Talking about your problems with a marriage counselor might not be easy. Sessions might pass in silence as you and your partner seethe over perceived wrongs — or you might bring your fights with you, perhaps even yelling or arguing during sessions. Both are OK. Your therapist can act as mediator or referee and help you cope with the resulting emotions and turmoil.

If you or your partner is coping with mental illness, substance abuse or other issues, your therapist might work with other health care providers to provide a complete spectrum of treatment.

If your partner refuses to attend marriage counseling sessions, you can go by yourself. It's more challenging to mend a relationship when only one partner is willing to go to therapy, but you can still benefit by learning more about your reactions and behavior in the relationship.
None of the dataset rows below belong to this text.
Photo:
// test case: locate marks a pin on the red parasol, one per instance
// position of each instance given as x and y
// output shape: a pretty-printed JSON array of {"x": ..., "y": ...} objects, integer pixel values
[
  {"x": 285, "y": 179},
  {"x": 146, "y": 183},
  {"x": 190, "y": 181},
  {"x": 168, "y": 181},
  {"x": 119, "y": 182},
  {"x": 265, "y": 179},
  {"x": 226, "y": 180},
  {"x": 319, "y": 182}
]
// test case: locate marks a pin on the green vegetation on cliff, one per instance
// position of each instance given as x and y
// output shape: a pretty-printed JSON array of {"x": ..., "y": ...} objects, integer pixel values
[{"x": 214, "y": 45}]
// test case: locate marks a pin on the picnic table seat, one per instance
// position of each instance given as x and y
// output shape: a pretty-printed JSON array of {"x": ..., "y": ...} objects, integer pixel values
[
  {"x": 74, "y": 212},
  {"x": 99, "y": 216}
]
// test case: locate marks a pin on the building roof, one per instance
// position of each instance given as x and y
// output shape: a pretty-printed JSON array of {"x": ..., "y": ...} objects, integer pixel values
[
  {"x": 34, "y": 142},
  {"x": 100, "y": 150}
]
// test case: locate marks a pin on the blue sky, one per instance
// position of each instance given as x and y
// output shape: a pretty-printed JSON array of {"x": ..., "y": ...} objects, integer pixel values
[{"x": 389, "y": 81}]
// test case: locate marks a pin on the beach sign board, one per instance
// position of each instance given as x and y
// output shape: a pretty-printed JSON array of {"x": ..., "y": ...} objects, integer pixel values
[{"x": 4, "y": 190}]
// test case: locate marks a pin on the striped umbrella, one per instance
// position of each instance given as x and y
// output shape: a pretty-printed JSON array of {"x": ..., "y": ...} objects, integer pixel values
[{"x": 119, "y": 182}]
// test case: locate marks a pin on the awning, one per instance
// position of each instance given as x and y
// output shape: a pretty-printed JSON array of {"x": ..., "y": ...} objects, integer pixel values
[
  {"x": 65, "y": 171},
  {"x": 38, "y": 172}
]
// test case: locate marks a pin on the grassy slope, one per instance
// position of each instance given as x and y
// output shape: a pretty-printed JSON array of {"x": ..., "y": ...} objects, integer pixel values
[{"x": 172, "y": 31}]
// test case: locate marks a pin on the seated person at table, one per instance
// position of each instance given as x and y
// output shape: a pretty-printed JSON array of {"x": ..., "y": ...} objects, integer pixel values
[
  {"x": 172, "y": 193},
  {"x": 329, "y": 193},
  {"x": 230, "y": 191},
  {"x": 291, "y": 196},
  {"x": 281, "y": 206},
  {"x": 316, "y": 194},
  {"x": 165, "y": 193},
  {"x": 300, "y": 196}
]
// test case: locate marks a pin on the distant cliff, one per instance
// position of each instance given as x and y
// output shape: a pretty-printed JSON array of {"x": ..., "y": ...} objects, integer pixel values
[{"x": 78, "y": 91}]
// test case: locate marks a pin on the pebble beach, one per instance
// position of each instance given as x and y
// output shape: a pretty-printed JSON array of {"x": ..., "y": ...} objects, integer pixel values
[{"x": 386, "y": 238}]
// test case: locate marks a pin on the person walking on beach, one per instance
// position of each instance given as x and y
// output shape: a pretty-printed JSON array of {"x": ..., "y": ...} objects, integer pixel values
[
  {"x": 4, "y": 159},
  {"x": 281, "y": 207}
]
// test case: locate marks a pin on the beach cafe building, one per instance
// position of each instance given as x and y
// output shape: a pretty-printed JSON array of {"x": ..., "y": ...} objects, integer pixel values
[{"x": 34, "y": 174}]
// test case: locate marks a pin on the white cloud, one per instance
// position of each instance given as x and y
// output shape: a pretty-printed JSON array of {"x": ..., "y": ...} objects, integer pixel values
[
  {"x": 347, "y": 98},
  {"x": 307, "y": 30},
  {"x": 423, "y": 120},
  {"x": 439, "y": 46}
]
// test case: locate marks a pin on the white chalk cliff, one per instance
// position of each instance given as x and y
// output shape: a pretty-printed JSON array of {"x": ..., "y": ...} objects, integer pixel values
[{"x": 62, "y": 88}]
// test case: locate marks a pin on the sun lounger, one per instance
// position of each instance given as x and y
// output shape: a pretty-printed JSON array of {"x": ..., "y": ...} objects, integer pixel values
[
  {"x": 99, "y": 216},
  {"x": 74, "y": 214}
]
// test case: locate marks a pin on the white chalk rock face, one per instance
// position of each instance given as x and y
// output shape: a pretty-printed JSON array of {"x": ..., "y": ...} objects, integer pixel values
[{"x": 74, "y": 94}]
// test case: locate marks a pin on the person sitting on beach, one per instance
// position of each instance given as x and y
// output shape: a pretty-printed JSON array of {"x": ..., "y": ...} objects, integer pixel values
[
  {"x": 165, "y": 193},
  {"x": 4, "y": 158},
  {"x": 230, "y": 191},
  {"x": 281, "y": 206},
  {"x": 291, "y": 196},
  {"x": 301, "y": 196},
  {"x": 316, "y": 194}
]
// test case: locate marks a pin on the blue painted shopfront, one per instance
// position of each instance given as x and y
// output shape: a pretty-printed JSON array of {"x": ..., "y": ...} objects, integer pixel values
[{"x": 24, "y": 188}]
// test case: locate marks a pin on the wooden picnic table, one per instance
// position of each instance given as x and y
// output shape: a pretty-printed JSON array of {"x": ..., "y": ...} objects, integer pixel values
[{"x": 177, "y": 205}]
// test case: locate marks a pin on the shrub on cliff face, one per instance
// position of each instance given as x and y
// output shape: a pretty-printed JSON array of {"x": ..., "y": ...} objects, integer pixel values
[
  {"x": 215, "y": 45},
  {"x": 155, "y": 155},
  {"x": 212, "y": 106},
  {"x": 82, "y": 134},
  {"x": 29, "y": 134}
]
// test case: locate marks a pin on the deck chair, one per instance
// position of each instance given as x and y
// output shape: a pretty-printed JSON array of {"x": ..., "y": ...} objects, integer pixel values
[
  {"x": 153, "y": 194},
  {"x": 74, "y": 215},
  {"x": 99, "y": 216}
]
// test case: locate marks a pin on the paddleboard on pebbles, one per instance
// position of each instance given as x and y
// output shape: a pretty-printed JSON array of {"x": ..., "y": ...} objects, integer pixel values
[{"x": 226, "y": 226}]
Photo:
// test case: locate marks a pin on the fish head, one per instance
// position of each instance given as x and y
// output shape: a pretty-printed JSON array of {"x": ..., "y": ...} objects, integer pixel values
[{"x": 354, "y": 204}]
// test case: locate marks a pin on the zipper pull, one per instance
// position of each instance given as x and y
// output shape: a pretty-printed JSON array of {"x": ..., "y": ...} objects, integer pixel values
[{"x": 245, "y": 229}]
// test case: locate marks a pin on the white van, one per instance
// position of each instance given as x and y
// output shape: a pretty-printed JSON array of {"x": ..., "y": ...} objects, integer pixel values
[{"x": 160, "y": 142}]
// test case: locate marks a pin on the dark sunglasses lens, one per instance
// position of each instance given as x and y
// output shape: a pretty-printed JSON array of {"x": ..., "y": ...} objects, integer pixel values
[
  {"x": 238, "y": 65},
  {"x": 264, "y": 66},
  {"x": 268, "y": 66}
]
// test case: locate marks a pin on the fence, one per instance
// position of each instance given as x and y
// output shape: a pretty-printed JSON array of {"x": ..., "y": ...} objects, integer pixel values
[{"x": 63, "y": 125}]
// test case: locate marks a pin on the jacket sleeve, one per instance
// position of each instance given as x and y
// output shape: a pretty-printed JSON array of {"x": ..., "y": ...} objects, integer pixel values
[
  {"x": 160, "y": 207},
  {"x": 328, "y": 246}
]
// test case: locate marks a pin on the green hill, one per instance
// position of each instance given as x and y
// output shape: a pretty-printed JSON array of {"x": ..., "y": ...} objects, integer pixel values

Marriage counseling is often short term. You might need only a few sessions to help you weather a crisis — or you might need marriage counseling for several months, particularly if your relationship has greatly deteriorated. The specific treatment plan will depend on the situation. In some cases, marriage counseling helps couples discover that their differences truly are irreconcilable and that it's best to end the relationship.

Making the decision to go to marriage counseling can be tough. If you have a troubled relationship, however, seeking help is more effective than ignoring your problems or hoping they get better on their own.